Anthony Smith Jr
Mediums: Visual Arts, Mixed Media
Anthony Smith received a B.A. in Fine Arts from Amherst College (1999) and an M.F.A. in Painting from the University of Michigan (2001). Smith also studied wood-block printmaking in Kyoto, Japan at Kyoto Seika University in 2001.
He has recently showed in the “Tribute to Michelangelo” show at CrisolArts Gallery in Barcelona, Spain. Notable exhibitions include work in the 2014 “Artist Chain Reaction Competition” at the Andrew Freedman Home in the Bronx, the 2013 Fuse Arts Infrastructure Cigar Factory and Schoen’s Building shows in Allentown PA, and the 2010 “Sailing the Barbarous Coast” show (which traveled to the New Art Center in Newton, MA, University Galleries, University of Massachusetts, Amherst, MA and the Walker Point Art Center, Milwaukee, WI). Also notable was the 2008 “Runaway” show at the University of Texas Pan-American Gallery in McAllen TX for which he received a Puffin Foundation grant. He has been reviewed in The New York Times, The Wall Street Journal, The Boston Globe, The Detroit Free Press, The Ann Arbor News and the Artist’s Magazine.
Anthony has taught at such institutions as the University of Michigan, Parsons, Princeton and Maryland Institute College of Art (MICA) in Baltimore, Maryland. Smith served as an artist –in-residence at the National Academy of Design from 2006 to 2008. Most recently he has taught at Lehigh University in Bethlehem Pa (2012), and as a visiting artist at Muhlenberg College in Allentown Pa (2014/2015). He lives In the Bronx and Allentown Pennsylvania with a studio at the Banana Factory Art Center in Bethlehem, PA.

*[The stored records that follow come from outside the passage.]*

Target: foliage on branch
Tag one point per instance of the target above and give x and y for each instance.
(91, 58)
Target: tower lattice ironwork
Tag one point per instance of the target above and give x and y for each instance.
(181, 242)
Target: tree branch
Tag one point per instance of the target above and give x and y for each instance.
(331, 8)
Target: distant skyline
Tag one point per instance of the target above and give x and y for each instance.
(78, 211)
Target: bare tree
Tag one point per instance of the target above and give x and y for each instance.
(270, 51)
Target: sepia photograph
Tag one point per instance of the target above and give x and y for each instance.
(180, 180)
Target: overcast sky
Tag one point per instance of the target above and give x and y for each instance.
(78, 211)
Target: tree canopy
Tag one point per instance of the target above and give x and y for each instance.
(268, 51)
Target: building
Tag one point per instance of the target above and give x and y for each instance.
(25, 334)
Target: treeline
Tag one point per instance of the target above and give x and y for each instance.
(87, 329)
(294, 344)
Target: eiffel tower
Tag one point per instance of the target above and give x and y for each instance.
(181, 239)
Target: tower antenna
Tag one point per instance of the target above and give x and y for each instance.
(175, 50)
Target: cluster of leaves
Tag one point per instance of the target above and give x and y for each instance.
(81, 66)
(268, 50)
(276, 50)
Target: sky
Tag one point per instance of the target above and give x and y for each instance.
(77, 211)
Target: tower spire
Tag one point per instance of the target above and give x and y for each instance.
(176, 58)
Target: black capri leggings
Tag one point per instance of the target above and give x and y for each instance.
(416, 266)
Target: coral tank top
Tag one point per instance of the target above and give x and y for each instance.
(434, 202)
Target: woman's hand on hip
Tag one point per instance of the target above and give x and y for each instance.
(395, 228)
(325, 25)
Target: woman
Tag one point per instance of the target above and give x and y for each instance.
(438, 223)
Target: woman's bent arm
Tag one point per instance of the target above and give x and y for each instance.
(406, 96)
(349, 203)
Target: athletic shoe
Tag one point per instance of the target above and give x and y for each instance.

I use abstract painting to explore complex and indefinite moral positions and to tell inscrutable stories.
I begin with simple sketches that over time become stylized, coalescing into calligraphic forms contributing to an intricate yet dense topography of layered line work, paint, and collage. Most of my works comprise larger series, which illustrate a theme or communicate visual narratives using a consistent set of patterns, colors and other ephemera that are always placed in a specific order. My sequential process is not unlike comic book art, where individual works can be both edited and hermetic while parts of a larger story. Although private narratives are essential to my creative process, I use them only to the end of producing works that move the viewer to impose his or her own personal experience into them, making for a reception that is as varied and complex as the viewers themselves.
I aim in my work to create an orderly-but-exotic universe that invites play by the viewer by simultaneously including familiar and appropriated imagery and then eluding precise or didactic storytelling. My pieces often begin with a set of compositional rules that change over the life of a series as I respond to the materials, initial, guiding narrative, and the development of my mark making. My goal in changing elements in a series is to toy with, or even to thwart, the viewer’s expectations in order to spark inquiry into the role that memory plays as ballast for visual understanding.